“Well, in the first place,” he said, “did it strike you as a curious fact that Miss Banks, and she alone, was apparently disturbed by that dog’s infernal barking?”
“It hadn’t struck me,” I admitted; and just because I had not remarked that anomaly for myself, I was instantly prepared to treat it as unworthy of notice. “I suppose her father and mother and the servants, and so on, heard her let us in,” I said.
Jervaise jeered at that. “Oh! my good man,” he said.
“Well, why not?” I returned peevishly.
“I put it to you,” he said, “whether in those circumstances the family’s refusal to make an appearance admits of any ordinary explanation?”

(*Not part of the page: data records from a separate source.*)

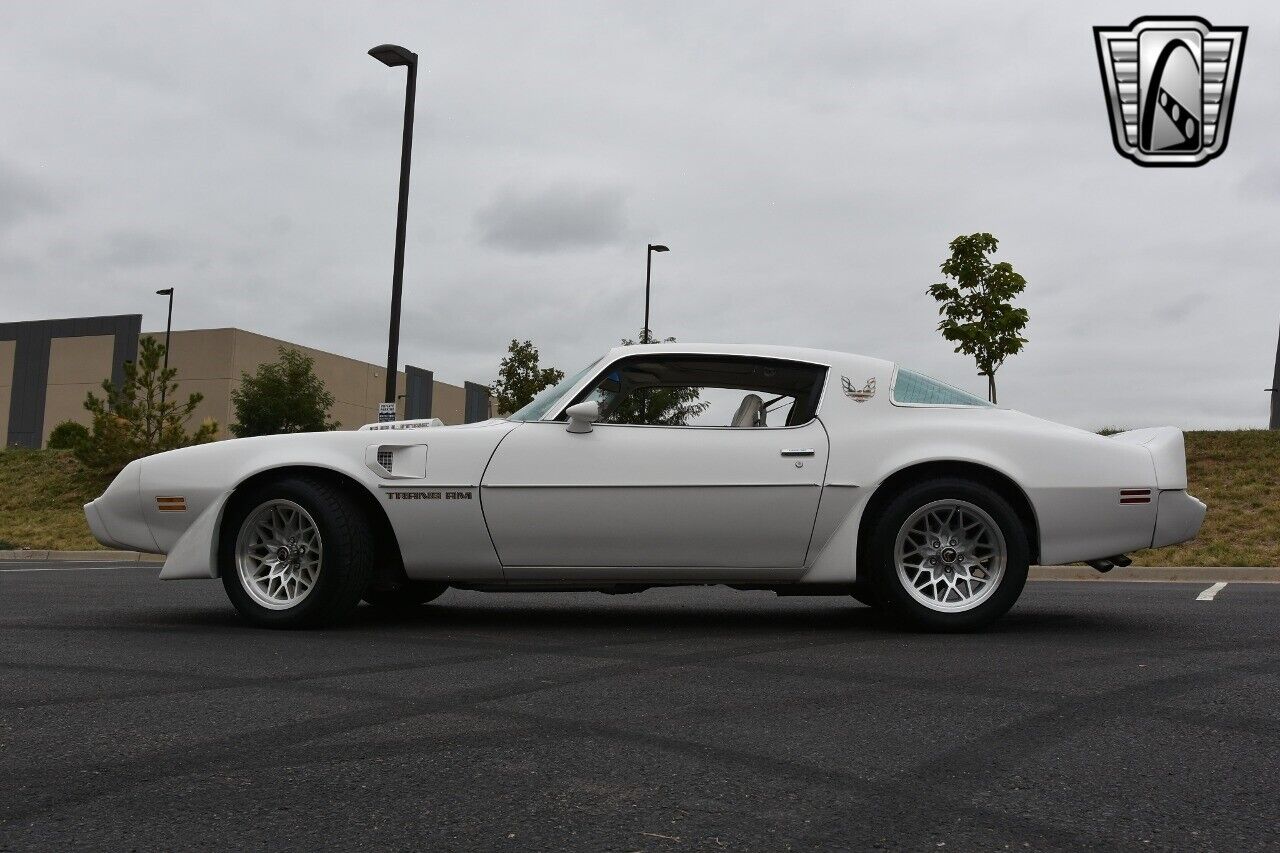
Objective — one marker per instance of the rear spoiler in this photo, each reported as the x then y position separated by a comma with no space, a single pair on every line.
403,424
1168,451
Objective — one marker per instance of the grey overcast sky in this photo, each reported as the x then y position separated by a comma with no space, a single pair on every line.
807,163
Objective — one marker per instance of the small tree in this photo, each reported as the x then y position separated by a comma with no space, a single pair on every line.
131,422
520,377
977,311
283,396
658,406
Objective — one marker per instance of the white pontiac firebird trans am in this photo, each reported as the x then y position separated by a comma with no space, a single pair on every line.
796,470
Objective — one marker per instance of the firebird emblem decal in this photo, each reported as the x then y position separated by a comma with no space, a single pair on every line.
859,395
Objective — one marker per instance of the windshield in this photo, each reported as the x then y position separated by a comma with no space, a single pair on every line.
547,397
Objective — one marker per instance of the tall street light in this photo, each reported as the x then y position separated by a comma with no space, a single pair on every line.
168,328
648,276
396,55
1275,393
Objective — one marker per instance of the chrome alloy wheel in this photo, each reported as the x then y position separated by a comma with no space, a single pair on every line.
278,555
950,556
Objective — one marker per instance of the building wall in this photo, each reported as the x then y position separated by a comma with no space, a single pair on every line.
50,365
7,352
448,404
76,368
48,368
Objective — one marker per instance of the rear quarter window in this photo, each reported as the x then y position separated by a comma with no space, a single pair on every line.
913,388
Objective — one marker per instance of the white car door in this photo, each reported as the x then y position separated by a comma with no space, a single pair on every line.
635,496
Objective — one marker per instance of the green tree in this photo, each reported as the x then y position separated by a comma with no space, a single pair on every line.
131,422
68,436
283,396
520,377
658,406
977,310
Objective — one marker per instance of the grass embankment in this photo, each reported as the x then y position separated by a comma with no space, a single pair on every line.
41,495
1237,473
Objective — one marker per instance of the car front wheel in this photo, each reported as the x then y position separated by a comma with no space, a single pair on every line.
296,553
949,555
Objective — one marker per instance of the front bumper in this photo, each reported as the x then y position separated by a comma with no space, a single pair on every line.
1178,518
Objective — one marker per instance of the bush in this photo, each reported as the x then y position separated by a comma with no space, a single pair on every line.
283,396
68,436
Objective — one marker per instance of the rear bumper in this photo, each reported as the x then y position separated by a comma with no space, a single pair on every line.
1178,518
99,528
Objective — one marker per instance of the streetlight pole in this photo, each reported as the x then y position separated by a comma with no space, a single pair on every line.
648,276
1275,392
396,55
168,328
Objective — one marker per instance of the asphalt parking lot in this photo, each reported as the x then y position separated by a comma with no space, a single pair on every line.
142,715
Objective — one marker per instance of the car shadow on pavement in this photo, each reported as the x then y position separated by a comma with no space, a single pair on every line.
831,615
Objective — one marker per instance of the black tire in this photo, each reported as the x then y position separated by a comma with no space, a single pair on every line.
887,587
406,597
346,560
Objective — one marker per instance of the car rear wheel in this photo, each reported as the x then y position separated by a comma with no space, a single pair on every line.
296,553
406,597
949,555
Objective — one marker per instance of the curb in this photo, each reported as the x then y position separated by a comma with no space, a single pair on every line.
81,556
1168,574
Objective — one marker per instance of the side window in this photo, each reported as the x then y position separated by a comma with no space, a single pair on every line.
707,391
915,388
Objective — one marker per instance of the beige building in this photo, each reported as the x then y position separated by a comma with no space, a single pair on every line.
48,366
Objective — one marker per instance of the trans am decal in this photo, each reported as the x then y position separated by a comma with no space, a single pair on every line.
859,395
429,496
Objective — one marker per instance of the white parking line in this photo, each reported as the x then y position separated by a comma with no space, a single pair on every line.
1212,591
5,570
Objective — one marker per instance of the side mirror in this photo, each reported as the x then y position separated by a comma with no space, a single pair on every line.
583,415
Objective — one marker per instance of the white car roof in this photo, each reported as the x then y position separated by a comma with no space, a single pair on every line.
830,357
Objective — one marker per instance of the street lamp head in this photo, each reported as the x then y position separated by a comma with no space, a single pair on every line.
393,55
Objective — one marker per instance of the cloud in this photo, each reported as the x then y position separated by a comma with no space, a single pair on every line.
553,218
22,196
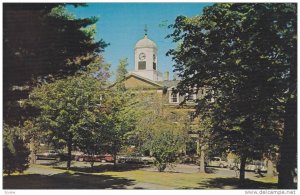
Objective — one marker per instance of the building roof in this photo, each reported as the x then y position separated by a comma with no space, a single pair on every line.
168,83
145,43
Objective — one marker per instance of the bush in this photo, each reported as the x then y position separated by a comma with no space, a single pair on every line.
15,152
164,145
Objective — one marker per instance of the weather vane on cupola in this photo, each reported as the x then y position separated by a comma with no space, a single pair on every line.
146,30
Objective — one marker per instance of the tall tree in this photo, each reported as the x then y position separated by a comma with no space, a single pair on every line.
69,108
246,54
15,151
119,105
41,41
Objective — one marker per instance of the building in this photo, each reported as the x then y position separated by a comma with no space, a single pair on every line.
146,77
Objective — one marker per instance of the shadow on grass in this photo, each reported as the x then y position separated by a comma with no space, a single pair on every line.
233,183
105,167
210,170
65,181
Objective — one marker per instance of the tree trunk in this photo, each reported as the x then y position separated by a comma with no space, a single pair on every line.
69,145
288,148
202,157
115,160
32,152
270,168
115,155
242,170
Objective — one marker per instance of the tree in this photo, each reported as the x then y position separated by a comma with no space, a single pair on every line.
69,107
161,131
119,105
164,145
122,69
41,41
246,55
15,151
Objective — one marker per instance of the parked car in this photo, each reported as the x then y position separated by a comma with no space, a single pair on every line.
216,162
50,154
95,158
256,166
136,158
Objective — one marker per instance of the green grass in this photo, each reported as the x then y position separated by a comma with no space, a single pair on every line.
102,177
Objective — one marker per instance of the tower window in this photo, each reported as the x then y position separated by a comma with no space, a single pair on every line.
173,97
142,65
154,66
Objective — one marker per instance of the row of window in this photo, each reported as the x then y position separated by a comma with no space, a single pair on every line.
174,97
142,65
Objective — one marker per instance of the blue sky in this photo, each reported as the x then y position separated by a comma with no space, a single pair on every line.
122,25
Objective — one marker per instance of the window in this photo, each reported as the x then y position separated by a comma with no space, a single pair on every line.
191,97
173,97
154,66
142,65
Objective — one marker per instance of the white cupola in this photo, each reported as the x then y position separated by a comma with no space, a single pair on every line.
145,57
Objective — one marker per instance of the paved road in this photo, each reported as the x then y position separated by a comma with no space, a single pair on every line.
179,168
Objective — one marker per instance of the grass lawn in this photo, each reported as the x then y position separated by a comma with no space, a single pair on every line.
192,180
103,177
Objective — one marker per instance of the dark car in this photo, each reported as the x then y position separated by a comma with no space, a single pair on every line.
136,158
95,158
48,155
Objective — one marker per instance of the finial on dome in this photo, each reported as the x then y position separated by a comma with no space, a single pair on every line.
146,30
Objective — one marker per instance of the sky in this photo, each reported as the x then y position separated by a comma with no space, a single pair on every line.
122,25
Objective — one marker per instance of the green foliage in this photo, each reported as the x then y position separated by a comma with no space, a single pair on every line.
69,110
246,55
42,42
164,145
161,131
15,151
120,116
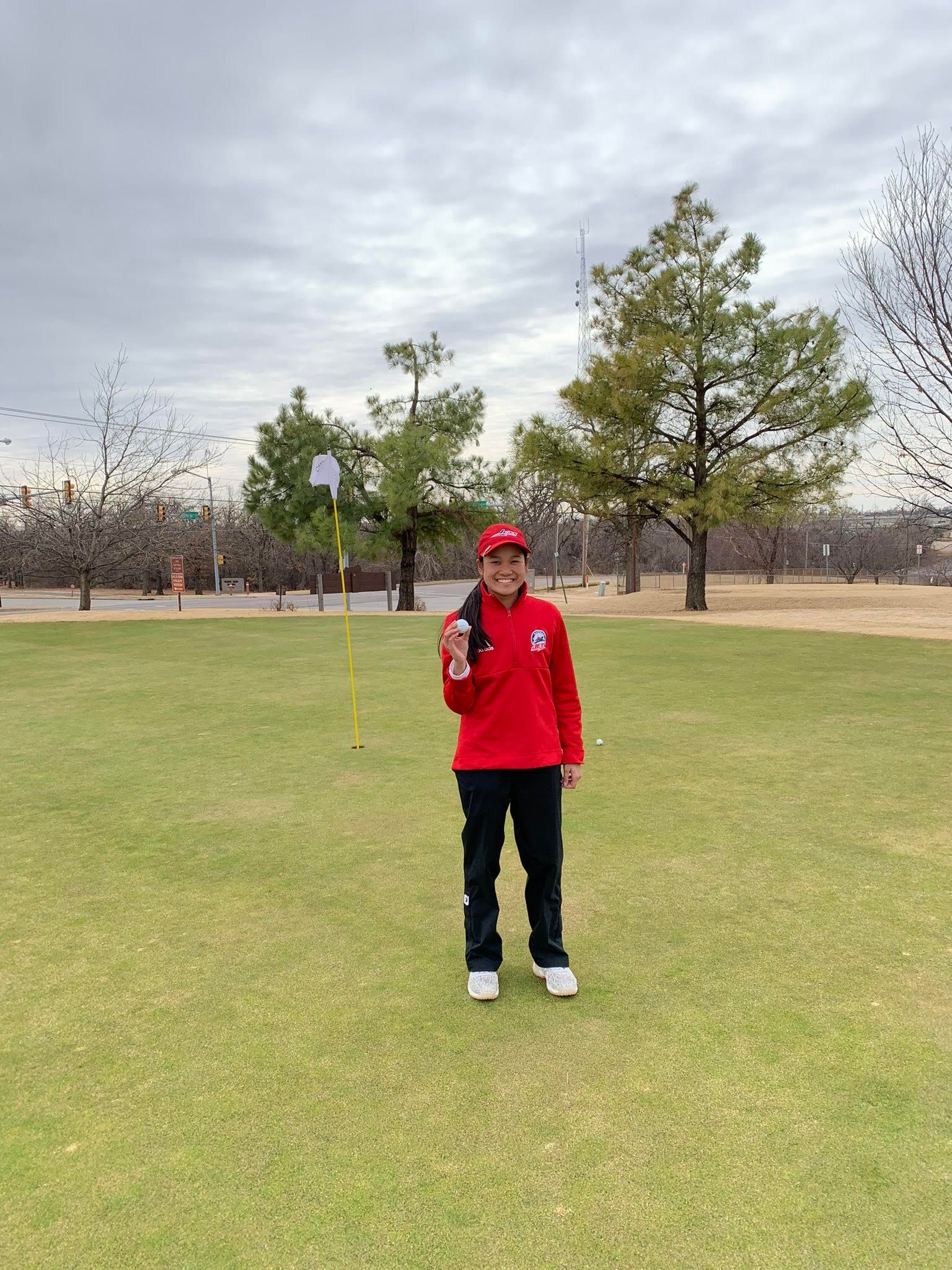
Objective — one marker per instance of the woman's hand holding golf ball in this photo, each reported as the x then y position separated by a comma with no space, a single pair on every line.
456,642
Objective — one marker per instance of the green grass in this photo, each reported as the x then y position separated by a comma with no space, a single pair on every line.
236,1030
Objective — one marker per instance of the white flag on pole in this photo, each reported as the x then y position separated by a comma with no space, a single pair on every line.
325,470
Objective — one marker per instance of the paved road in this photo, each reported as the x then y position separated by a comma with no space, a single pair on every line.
439,597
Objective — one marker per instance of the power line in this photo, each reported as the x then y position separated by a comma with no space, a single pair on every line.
46,417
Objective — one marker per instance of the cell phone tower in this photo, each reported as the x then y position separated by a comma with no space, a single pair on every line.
582,303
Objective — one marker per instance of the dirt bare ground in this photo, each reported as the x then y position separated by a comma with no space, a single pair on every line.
917,613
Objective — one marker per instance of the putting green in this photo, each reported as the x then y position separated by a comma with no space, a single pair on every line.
236,1028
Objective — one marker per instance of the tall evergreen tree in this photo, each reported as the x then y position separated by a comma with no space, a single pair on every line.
415,482
405,481
743,408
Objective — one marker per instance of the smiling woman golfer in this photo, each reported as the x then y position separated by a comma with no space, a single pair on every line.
508,673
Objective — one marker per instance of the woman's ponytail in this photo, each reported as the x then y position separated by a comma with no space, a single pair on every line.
471,610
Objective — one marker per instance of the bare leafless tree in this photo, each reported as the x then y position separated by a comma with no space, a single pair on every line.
89,494
897,296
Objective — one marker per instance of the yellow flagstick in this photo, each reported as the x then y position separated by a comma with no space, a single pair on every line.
347,625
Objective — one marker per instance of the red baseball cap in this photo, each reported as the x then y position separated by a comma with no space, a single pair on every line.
501,535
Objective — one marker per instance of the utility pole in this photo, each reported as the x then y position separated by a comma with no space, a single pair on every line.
215,539
582,304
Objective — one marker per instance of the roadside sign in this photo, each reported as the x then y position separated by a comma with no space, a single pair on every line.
178,577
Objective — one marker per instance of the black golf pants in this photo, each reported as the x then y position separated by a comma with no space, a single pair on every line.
535,798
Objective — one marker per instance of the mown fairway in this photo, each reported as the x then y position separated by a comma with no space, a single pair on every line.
236,1030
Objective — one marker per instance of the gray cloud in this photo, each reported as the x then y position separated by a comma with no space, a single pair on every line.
250,197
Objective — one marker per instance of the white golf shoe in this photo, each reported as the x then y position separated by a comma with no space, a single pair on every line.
484,985
559,980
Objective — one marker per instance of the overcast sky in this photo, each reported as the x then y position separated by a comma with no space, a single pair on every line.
252,196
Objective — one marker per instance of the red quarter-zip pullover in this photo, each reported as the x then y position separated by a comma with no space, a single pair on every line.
518,705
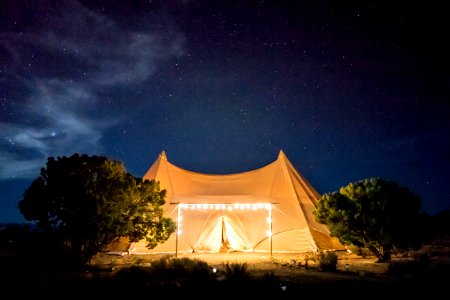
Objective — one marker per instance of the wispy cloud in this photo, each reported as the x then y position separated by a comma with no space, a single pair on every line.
60,113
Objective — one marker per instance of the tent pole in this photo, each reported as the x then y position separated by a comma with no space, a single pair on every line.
270,237
177,233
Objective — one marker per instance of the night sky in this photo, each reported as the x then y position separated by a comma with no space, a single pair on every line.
346,91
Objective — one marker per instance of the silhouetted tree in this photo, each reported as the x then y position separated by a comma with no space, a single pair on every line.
85,202
374,213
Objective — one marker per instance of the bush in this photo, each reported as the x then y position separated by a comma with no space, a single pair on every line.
327,261
236,272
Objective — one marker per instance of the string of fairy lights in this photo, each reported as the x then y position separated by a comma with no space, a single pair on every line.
225,207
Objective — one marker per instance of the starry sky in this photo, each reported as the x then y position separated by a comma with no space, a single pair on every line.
347,89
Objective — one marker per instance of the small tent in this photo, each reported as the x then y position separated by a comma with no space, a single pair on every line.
269,209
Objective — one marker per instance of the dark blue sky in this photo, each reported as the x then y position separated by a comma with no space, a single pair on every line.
346,91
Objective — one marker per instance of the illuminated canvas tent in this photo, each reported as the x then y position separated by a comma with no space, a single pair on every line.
269,209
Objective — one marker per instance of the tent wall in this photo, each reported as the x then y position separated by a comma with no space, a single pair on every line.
239,206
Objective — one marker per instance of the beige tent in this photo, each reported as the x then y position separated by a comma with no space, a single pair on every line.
265,210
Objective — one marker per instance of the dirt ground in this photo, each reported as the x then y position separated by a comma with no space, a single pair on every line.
282,265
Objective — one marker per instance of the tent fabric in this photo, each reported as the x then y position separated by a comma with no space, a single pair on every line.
267,209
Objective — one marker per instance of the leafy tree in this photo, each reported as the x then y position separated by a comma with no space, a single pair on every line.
374,213
85,202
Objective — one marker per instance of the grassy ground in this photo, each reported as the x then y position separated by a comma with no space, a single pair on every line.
278,276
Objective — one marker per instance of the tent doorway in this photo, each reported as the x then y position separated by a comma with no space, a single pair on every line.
225,243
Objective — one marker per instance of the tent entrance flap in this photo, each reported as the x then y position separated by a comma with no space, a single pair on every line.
223,231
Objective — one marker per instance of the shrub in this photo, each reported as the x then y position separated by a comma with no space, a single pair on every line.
327,261
236,272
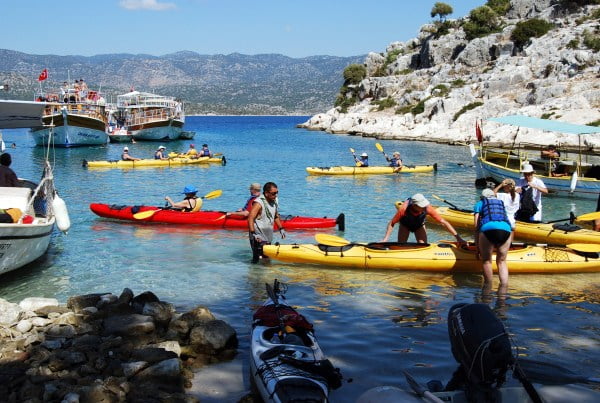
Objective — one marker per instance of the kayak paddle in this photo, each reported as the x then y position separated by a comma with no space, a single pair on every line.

I could see, now, that it did not; but having committed myself to a point of view, I determined to uphold it. “Why should they come down?” I asked.
“Common curiosity would be a sufficient inducement, I should imagine,” Jervaise replied with a snort of contempt, “to say nothing of a reasonable anxiety to know why any one should call at two o’clock in the morning. It isn’t usual, you know—outside the theatrical world, perhaps.”
I chose to ignore the sneer conveyed by his last sentence.
“They may be very heavy sleepers,” I tried, fully aware of the inanity of my suggestion.
Jervaise laughed unpleasantly, a nasty hoot of derision. “Don’t be a damned fool,” he said. “The human being isn’t born who could sleep through that hullabaloo.”